A partire dal loro album d'esordio, "Age Of Winters", i The Sword hanno progressivamente alleggerito il sound e, mentre in passato erano evidenti anche richiami al metal più estremo di stampo thash "made in Bay Area", con il tempo hanno adottato riff di matrice blues (ricordandoci che dopotutto sono una band stoner), a volte riuscendo molto bene, a volte non mantenendo appieno la promessa, come accaduto con lo scialbo e povero di idee "Apocryphon", lavoro che precede il nuovo "High Country".
Ed è proprio con queste premesse e fissato questo contesto che va analizzato l'album, a partire dall'artwork molto "indie" (Tumblr?) che è come un avvertimento lasciato dalla band all'ascoltatore: non troveremo "cattiveria" al suo interno, ma sicuramente molto Rock. In "High Country" infatti troviamo sonorità molto orecchiabili, con ben quindici tracce che scorrono veloci e si lasciano ascoltare piacevolmente. Il sound, la cui matrice può essere collocata intorno agli anni '70, attinge molto dagli Zeppelin e sforna ritmi blues e hard rock (come in "Mist & Shadow", che presenta addirittura un interessante intro country), con insolite quanto inaspettate parti di pura psichedelia che donano freschezza, spezzando il ritmo e coinvolgendo l'ascoltatore. Troviamo dunque chitarre in primissimo piano, che eseguono una gran quantità di riff che vanno a costituire la colonna portante dei brani, supportate da un drumming efficace e compatto, con parti elettroniche a condire il tutto.
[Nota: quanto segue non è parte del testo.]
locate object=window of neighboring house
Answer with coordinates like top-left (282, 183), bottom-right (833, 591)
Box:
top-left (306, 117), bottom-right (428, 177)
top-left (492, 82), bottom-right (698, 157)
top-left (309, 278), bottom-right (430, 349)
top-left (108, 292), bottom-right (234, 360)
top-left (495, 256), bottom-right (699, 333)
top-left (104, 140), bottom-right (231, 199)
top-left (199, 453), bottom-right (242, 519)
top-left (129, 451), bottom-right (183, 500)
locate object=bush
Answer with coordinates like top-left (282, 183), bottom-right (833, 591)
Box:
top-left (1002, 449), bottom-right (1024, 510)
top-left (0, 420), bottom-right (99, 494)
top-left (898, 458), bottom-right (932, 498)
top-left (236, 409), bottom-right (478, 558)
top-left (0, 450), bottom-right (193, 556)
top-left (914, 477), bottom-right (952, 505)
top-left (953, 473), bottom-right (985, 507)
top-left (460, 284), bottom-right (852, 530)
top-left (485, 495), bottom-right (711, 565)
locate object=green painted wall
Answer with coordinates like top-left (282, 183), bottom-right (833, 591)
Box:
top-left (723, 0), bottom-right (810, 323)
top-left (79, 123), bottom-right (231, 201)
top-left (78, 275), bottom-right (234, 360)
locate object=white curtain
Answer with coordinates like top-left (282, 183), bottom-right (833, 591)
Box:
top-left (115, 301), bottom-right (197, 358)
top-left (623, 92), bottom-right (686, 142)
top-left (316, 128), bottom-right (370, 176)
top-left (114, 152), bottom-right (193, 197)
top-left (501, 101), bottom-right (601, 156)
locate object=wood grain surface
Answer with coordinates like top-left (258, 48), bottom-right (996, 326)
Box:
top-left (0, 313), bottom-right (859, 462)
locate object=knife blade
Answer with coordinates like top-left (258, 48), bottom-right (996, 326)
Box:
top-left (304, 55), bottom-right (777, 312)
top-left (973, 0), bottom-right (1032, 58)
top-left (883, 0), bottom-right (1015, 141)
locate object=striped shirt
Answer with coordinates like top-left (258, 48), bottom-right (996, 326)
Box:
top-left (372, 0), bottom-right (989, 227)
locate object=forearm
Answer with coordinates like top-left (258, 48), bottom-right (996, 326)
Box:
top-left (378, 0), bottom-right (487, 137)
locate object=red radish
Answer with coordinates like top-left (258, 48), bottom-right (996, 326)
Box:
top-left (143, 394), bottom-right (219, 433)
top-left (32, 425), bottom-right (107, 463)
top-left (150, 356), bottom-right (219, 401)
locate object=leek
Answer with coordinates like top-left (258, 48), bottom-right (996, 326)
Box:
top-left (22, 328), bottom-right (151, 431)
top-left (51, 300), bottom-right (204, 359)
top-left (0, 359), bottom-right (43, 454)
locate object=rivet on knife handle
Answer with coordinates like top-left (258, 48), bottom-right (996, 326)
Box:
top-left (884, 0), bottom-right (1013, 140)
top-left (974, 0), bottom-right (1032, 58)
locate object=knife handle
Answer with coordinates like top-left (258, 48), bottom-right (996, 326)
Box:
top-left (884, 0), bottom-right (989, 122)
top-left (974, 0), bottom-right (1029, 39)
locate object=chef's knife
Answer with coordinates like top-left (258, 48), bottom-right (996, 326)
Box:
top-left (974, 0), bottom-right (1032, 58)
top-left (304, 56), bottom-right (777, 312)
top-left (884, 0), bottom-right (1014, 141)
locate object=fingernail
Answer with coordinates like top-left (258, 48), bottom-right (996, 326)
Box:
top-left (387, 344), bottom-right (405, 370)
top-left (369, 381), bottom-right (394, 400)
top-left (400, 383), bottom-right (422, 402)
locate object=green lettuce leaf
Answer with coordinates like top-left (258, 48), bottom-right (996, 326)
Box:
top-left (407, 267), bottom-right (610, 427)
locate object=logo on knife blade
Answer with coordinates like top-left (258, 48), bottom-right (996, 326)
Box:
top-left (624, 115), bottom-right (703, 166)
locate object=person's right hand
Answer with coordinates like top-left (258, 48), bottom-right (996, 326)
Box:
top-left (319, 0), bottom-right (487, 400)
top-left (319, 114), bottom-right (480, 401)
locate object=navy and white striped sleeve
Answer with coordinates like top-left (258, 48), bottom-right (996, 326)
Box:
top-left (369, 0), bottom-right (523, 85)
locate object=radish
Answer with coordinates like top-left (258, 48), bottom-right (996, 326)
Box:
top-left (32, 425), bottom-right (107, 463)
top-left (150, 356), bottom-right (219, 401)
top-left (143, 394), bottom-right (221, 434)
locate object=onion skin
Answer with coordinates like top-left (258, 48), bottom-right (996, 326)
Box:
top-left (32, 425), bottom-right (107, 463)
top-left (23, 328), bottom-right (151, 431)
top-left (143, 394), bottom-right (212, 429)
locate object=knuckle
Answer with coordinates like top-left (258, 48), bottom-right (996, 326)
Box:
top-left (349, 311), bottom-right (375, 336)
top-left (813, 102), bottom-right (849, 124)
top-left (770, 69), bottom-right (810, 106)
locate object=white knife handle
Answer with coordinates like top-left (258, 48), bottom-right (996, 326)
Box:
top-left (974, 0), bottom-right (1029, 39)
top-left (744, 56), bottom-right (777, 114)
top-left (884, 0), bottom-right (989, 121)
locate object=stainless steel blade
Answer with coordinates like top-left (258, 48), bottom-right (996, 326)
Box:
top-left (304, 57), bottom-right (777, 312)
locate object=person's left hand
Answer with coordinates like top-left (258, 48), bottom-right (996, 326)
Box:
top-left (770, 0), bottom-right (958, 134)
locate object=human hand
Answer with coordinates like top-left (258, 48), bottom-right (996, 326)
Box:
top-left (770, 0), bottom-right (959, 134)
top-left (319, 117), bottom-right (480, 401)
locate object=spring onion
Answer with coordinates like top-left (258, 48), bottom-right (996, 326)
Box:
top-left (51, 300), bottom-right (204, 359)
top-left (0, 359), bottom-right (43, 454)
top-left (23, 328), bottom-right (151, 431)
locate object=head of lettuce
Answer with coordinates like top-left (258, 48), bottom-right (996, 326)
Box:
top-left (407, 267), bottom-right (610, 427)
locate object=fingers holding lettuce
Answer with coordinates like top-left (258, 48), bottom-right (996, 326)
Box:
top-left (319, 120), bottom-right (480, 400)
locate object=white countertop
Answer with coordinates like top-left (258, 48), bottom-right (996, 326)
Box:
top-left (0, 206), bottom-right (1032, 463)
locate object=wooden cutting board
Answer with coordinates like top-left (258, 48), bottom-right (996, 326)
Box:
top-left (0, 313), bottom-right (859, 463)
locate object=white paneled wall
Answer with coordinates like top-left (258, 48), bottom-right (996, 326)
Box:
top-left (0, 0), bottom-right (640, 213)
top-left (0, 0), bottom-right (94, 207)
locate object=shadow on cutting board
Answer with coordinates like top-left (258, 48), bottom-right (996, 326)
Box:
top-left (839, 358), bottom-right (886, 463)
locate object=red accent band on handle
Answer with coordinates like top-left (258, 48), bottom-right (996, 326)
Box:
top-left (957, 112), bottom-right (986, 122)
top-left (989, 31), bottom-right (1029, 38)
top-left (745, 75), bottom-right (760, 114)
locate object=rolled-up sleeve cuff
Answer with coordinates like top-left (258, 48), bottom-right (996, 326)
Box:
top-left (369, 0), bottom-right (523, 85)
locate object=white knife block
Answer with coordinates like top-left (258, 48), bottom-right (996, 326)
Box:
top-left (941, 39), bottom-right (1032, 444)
La novità di questo "High Country" è infatti proprio una componente elettronica molto marcata in alcuni brani, "Agartha" su tutti, dove sfruttando i pad elettronici e la drum machine i texani mostrano un indubbio coraggio, dando prova concreta a chi ascolta di non essere magicamente tornato nel passato, ma di ascoltare un disco che è del 2015, e che dopotutto è anche abbastanza attuale. Perché, va detto, l'errore in cui incappano molte band stoner è quello di copiare troppo guardando al passato, citando il passato ma anche autocitandosi a vicenda, in un'accozzaglia di materiale sterile ed inutile, troppo simile all'interno delle varie (troppe) band del genere, in un mercato musicale che non fa sconti a nessuno.
I The Sword compiono un ritorno ai "bei tempi che furono" lasciandosi alle spalle il doom e l'heavy metal, sulla scia di quanto già fatto dai Rival Sons e ponendosi forse in guerra aperta con i Royal Blood, attuali padroni del campo. Gli Sword non saranno mai innovatori e "High Country" non sarà neanche il loro migliore album: privo di particolari picchi creativi, va preso così come è ma a grandi dosi, perché si fa ascoltare con piacere e può dare tanto, basta sfruttarlo saggiamente. Magari in macchina, a tutto volume, mentre si sfreccia "on the road" su una qualche highway in giro per il "great country".